Oldfield Thomas rose to his position as one of the world’s foremost taxonomists following his marriage to Mary Kane, a wealthy heiress. Her money gave him the resources necessary to send research assistants to the far-flung corners of the British Empire collecting specimens from Natal to Calcutta and from Tasmania to Jamaica. Thomas found it difficult to separate his scientific endeavors from Britain’s imperial reach.
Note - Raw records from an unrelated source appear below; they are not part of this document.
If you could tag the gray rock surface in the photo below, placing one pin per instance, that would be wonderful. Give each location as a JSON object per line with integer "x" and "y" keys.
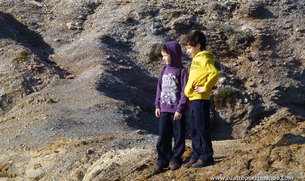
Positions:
{"x": 78, "y": 80}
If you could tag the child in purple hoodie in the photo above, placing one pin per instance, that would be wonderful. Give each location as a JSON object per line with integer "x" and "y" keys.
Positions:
{"x": 171, "y": 104}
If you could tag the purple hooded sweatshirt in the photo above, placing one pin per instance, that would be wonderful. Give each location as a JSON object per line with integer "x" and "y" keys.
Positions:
{"x": 170, "y": 95}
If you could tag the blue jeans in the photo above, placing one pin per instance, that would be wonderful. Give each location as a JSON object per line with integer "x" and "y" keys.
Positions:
{"x": 199, "y": 113}
{"x": 169, "y": 128}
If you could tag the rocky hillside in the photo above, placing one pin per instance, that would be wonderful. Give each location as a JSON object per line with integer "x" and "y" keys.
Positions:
{"x": 78, "y": 78}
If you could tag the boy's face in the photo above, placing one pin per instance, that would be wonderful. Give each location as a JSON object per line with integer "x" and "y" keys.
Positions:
{"x": 166, "y": 57}
{"x": 192, "y": 50}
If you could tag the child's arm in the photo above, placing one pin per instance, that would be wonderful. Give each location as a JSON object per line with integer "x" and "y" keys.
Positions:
{"x": 210, "y": 77}
{"x": 183, "y": 99}
{"x": 158, "y": 92}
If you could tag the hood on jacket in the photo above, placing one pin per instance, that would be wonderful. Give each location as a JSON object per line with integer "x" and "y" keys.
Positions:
{"x": 174, "y": 50}
{"x": 208, "y": 55}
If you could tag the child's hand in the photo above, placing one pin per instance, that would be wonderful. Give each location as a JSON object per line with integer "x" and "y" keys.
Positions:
{"x": 198, "y": 89}
{"x": 177, "y": 116}
{"x": 157, "y": 113}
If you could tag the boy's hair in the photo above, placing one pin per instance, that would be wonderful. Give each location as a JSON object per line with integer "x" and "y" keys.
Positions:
{"x": 194, "y": 38}
{"x": 164, "y": 49}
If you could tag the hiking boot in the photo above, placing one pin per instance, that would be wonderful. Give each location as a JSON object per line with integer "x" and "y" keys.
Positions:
{"x": 174, "y": 166}
{"x": 157, "y": 170}
{"x": 190, "y": 163}
{"x": 200, "y": 163}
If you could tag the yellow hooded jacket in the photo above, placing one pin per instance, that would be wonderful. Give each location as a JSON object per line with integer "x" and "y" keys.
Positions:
{"x": 202, "y": 73}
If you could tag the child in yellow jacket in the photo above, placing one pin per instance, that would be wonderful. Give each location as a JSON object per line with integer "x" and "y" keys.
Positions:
{"x": 203, "y": 76}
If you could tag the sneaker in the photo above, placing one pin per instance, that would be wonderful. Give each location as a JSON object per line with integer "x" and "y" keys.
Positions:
{"x": 157, "y": 170}
{"x": 190, "y": 163}
{"x": 200, "y": 163}
{"x": 174, "y": 166}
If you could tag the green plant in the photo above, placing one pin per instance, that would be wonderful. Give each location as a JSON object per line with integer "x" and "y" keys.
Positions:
{"x": 155, "y": 51}
{"x": 224, "y": 96}
{"x": 23, "y": 57}
{"x": 176, "y": 14}
{"x": 248, "y": 37}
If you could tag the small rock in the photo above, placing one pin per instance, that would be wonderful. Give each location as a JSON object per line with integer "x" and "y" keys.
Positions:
{"x": 90, "y": 151}
{"x": 37, "y": 165}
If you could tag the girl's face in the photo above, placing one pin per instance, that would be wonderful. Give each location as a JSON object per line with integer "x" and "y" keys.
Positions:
{"x": 192, "y": 50}
{"x": 166, "y": 57}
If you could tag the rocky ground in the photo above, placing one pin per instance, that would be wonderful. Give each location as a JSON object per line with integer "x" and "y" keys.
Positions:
{"x": 78, "y": 78}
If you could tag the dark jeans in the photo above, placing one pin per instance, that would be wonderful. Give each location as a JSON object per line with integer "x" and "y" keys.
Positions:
{"x": 199, "y": 114}
{"x": 168, "y": 128}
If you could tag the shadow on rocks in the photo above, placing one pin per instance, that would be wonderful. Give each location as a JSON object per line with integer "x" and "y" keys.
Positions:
{"x": 12, "y": 29}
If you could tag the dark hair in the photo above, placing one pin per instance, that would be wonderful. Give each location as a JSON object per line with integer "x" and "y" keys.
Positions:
{"x": 164, "y": 49}
{"x": 194, "y": 38}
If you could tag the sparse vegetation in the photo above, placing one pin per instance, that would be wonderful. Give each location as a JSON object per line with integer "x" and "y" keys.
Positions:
{"x": 176, "y": 14}
{"x": 224, "y": 96}
{"x": 23, "y": 57}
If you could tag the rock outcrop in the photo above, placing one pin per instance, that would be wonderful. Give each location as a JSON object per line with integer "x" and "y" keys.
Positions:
{"x": 77, "y": 85}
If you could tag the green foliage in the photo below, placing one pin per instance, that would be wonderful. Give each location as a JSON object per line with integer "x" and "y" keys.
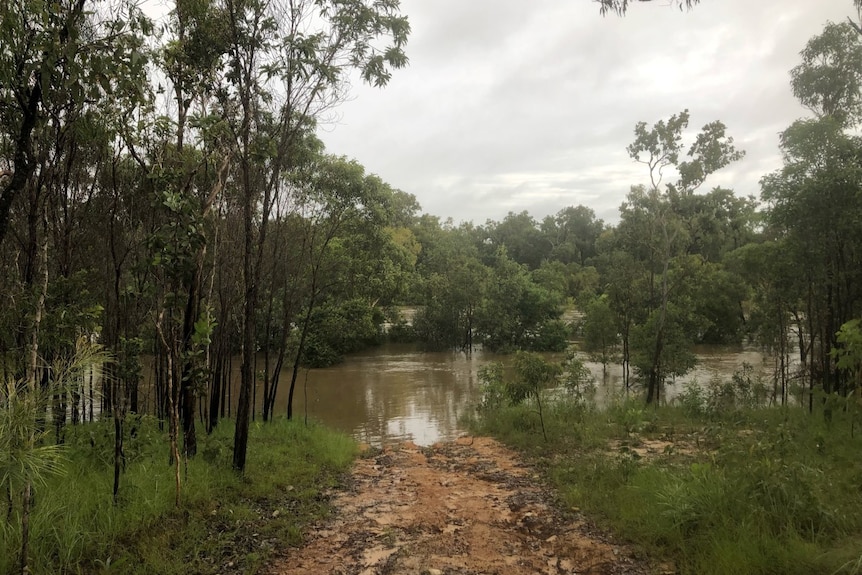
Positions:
{"x": 748, "y": 490}
{"x": 601, "y": 335}
{"x": 339, "y": 328}
{"x": 76, "y": 528}
{"x": 492, "y": 388}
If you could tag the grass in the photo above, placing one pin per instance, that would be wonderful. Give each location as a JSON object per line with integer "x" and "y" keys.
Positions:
{"x": 751, "y": 490}
{"x": 226, "y": 522}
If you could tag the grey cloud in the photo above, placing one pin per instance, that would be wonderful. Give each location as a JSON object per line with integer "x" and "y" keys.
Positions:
{"x": 511, "y": 106}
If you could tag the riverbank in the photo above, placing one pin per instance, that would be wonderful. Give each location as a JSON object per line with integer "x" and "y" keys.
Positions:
{"x": 226, "y": 523}
{"x": 711, "y": 486}
{"x": 468, "y": 506}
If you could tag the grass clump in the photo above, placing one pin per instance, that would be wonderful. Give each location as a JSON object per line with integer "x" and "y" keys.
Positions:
{"x": 225, "y": 523}
{"x": 715, "y": 484}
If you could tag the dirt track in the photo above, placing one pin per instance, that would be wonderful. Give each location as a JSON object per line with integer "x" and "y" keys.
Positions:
{"x": 469, "y": 507}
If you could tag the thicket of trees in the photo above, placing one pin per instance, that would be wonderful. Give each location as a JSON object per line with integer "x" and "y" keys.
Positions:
{"x": 195, "y": 219}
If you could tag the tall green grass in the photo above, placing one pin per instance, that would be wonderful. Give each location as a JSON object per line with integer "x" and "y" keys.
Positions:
{"x": 739, "y": 489}
{"x": 224, "y": 520}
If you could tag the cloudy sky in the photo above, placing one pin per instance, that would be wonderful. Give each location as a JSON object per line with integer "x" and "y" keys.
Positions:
{"x": 509, "y": 105}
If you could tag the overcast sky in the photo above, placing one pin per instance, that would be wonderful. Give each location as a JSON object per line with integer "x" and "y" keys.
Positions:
{"x": 510, "y": 105}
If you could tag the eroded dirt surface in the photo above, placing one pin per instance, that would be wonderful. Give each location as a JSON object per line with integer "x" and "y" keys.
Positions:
{"x": 468, "y": 507}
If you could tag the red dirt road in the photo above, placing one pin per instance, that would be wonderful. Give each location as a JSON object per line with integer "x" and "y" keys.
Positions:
{"x": 468, "y": 507}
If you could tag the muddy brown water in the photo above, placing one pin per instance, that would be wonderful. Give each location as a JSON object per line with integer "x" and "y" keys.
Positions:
{"x": 397, "y": 392}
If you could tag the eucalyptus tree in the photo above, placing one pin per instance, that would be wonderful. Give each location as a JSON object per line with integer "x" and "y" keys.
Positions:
{"x": 619, "y": 7}
{"x": 288, "y": 62}
{"x": 66, "y": 74}
{"x": 572, "y": 233}
{"x": 813, "y": 201}
{"x": 452, "y": 286}
{"x": 658, "y": 230}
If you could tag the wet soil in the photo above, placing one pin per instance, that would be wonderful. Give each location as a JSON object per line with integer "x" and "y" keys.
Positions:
{"x": 467, "y": 507}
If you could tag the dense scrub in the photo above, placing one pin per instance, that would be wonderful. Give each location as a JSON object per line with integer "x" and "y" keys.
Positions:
{"x": 225, "y": 523}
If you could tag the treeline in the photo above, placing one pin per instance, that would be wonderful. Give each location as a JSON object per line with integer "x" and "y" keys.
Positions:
{"x": 195, "y": 218}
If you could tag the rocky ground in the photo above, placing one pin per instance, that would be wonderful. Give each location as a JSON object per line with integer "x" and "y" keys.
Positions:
{"x": 467, "y": 507}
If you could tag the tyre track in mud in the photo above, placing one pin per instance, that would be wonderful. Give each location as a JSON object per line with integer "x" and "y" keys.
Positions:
{"x": 468, "y": 507}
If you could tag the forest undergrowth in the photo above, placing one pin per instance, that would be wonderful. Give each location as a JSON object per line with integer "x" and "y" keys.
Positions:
{"x": 226, "y": 522}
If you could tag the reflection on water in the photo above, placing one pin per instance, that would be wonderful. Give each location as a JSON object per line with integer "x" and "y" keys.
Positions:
{"x": 395, "y": 392}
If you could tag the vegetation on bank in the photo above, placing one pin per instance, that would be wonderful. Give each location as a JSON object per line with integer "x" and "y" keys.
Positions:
{"x": 225, "y": 523}
{"x": 719, "y": 482}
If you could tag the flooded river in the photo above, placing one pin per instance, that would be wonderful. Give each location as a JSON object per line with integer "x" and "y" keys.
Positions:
{"x": 396, "y": 392}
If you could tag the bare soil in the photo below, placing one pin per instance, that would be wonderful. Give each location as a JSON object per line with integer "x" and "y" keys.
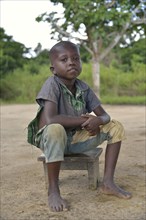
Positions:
{"x": 23, "y": 192}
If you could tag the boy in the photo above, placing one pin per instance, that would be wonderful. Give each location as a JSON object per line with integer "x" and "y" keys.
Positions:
{"x": 63, "y": 124}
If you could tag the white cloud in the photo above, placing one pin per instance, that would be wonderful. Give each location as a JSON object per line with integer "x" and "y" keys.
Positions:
{"x": 18, "y": 20}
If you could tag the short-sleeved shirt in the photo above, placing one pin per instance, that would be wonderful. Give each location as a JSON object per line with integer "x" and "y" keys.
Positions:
{"x": 54, "y": 90}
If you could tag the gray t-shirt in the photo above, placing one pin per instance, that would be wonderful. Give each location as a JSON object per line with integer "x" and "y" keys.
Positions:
{"x": 84, "y": 101}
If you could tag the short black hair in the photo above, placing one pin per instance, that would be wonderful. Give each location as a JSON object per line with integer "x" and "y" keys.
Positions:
{"x": 62, "y": 44}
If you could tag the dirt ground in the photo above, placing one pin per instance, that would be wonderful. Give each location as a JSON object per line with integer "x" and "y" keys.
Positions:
{"x": 23, "y": 192}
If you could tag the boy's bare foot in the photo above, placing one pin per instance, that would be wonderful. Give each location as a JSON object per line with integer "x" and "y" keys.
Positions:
{"x": 112, "y": 189}
{"x": 56, "y": 203}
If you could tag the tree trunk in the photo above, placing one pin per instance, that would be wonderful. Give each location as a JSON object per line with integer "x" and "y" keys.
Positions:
{"x": 96, "y": 75}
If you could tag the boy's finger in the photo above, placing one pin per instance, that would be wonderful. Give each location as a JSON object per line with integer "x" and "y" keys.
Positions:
{"x": 84, "y": 124}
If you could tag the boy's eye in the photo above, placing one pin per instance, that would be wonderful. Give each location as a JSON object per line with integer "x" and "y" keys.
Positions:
{"x": 64, "y": 59}
{"x": 76, "y": 58}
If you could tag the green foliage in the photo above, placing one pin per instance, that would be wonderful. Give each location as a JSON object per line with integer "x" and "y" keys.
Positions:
{"x": 12, "y": 53}
{"x": 117, "y": 87}
{"x": 136, "y": 52}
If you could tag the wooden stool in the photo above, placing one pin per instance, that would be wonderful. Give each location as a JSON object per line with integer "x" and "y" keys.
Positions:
{"x": 87, "y": 161}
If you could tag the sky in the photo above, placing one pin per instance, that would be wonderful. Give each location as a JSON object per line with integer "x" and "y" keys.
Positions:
{"x": 18, "y": 20}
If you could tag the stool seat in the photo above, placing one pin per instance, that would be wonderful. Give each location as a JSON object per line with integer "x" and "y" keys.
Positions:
{"x": 89, "y": 161}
In a 1924 letter to Gerrit Smith Miller (Curator of Mammals at what is now the National Museum of Natural History, from 1909-1940), he used the language of imperial expansion and colonization to celebrate the progress of his research. Likening his endeavor to a map of the world, he wrote: “You and I in our scientific lives have seen the general knowledge of Mammals of the world wonderfully advanced – there are few or no blank areas anymore.” Both Thomas and Miller stood as prominent citizens of this empire of science.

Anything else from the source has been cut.